Think of your last great trip. What made it great? Was it more than just the flight, hotel or diner? Of course it was. A great travel experience happens when you are in a great place, spending time with great people, and getting great products and services from your chosen vendors in the travel/hospitality industries.

Now, how will you plan and prepare for your next great trip? OpenTravel Alliance just announced two projects where technical and industry experts will work together to help make sure you have the information and services needed to make those plans.

These people are working together in a collaborative, open environment to make the information available to you to book your plane, train or automobile as well as your hotel, guest house or vacation rental and even a tee time, diner reservation or white water experience.

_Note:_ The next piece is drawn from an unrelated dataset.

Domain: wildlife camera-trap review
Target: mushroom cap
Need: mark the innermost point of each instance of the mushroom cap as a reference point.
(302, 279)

Why would vendors come together like this? Because OpenTravel’s new approach to using XML (Extensible Markup Language) for exchanging information not only helps them to reduce the cost of producing better information, it also helps them to expand their reach to new partners and consumers.

XML has been around since 1998 and OpenTravel has been producing XML based standards since 1999—so how can a new approach really reduce the cost and improve the quality of information exchange?  The OpenTravel 2.0 XML style guidelines build on and leverage the advances in XML technology over the last 15 years. The OpenTravel 2.0 Tooling Project will focus on making two groups more productive:  industry experts who model what information is to be exchanged, and the application developers who build the systems where great vacations are planned and purchased.

Since its inception, the OpenTravel 2.0 project has focused on reevaluating the 10+ year old habits and practices for XML technology, identifying gaps that complicate the developers’ jobs today. Filling some of those gaps was simple, like assuring that all the types and elements have a proper identity so they can be implemented and managed efficiently. Others were a more complicated, such as providing substitution groups that give applications the flexibility to anticipate various representations of an object such as an address as a block of text, versus a structured data record with street, city, state and zip code. Taken together, the changes provided by the OpenTravel 2.0 style guide make it much easier to develop fully functional, flexible and robust travel applications.

The OpenTravel 2.0 Model Build Project is designed to make sure all this new technology actually helps you, the traveler, find better travel options. This project will leverage OpenTravel’s 14 years of experience to create information models you need to book that plane, train, car, hotel, and tee time.  These models will blend the benefits of the new technology with experience to simplify, demystify and democratize the information you use to plan that next great travel experience.